The Catch: To make this work, every single item needs arrows pointing to its left and right "children." Storing all those arrows takes up nearly three times as much memory. Space sacrificed for speed.

Hash Tables: The Holy Grail
Even chopping a problem in half takes some time. What if we want to find Mario literally instantly? We use a Hash Table. This is the "Swiss Army Knife" of coding.

A hash table uses a math trick called a "hash function." Imagine taking your contacts and sorting them into 26 buckets, labeled A through Z. When you type in "Mario," the hash function looks at the "M" and knows instantly to drop him in the 13th bucket. Boom. Instant.

But what if you add "Luigi" and "Link"? They both start with L. They belong in the same bucket. This is called a collision. To fix this, programmers make each bucket a tiny Linked List. So, you instantly jump to the "L" bucket, and then do a super quick search through the few "L" names you have.

This is actually how restaurants like Sweetgreen organize pickup orders!

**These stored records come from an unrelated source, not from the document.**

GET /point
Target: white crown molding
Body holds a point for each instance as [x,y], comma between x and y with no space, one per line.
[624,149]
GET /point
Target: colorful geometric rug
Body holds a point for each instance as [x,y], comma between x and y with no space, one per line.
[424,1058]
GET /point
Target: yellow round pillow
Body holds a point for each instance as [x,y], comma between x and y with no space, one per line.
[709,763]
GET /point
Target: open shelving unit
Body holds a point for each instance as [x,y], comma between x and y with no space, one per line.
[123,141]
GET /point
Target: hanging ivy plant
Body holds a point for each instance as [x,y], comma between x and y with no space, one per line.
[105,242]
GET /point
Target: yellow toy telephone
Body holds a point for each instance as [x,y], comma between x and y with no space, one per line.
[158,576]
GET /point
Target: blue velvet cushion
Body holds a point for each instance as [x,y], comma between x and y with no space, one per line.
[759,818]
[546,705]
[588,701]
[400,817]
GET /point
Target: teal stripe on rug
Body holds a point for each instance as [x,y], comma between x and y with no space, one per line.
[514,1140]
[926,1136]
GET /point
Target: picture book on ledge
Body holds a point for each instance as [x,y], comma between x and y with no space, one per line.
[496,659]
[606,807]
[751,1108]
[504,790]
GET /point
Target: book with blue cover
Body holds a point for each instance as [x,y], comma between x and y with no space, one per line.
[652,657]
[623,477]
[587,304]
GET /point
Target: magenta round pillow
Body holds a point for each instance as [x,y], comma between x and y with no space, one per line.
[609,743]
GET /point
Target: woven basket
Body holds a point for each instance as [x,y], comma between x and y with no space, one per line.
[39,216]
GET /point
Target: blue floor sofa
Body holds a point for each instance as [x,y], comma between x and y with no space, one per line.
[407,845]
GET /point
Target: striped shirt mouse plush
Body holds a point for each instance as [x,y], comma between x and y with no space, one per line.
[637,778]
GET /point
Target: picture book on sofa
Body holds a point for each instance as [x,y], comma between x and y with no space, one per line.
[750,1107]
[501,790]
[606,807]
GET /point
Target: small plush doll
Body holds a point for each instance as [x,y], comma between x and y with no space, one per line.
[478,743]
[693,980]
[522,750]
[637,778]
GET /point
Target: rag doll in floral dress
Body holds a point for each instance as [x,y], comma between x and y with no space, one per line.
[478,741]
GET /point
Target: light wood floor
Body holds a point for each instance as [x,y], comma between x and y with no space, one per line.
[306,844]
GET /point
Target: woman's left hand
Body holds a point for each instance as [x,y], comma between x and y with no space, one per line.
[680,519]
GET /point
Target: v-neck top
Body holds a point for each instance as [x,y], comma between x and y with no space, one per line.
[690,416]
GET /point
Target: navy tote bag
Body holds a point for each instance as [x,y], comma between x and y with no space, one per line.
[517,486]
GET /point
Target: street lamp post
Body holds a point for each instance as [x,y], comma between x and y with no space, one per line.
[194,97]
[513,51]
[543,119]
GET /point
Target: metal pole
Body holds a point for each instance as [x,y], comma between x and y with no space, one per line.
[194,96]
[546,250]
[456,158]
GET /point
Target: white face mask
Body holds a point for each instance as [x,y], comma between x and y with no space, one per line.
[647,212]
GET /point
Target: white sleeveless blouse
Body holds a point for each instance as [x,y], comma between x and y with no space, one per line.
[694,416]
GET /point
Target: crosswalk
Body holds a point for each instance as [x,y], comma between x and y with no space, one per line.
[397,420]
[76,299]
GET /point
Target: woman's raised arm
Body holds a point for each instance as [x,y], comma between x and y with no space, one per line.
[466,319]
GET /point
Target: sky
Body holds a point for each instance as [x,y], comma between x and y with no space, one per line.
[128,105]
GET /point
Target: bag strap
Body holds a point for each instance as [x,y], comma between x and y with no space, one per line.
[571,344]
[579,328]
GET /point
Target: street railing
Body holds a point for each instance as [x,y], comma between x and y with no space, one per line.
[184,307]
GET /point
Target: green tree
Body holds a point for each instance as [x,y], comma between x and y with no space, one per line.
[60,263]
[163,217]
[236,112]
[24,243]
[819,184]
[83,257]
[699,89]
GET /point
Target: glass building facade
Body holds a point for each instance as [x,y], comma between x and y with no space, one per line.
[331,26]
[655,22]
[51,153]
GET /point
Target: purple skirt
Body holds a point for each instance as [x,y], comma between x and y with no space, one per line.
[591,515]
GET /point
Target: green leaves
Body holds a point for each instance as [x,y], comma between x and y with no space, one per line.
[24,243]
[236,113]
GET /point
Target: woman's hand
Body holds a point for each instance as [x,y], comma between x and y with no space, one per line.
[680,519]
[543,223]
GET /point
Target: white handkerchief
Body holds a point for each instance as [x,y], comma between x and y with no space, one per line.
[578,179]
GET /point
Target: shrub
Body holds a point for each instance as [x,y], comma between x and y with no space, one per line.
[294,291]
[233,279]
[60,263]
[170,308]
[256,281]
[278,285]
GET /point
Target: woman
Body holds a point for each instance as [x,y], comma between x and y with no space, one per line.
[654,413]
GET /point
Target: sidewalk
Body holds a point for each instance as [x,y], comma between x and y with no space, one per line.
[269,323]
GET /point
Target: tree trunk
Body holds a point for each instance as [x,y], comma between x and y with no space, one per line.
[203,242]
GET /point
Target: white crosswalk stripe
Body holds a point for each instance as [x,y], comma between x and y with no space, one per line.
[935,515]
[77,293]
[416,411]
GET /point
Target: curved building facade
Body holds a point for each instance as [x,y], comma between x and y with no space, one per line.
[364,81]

They have shelves labeled A-D, E-J, etc. They "hash" your salad to a specific shelf so you can find it instantly without checking every bowl in the store.

Tries: The Insane Overkill
If you absolutely must have the fastest speed imaginable and you don't care about wasting memory, you use a Trie (pronounced "try"). It’s a massive web of arrays.

To find the word "CAT", the computer goes to the C bucket, which points to an A bucket, which points to a T bucket. Three letters = three steps. It doesn't matter if your dictionary has 10 words or 10 million words. Finding "CAT" will always take exactly 3 steps. It is the ultimate speed.

The Catch: You end up with thousands of empty buckets for weird letter combinations that don't exist (like "ZZZ"). It wastes an astronomical amount of memory.

The Bottom Line
There is no "perfect" way to organize data. If you are building a video game where speed is everything, you might burn through memory using Hash Tables or Tries. If you are coding for a cheap smartwatch with very little memory, you might use Linked Lists. Being a good programmer is all about knowing which tool to pull out of your toolbox!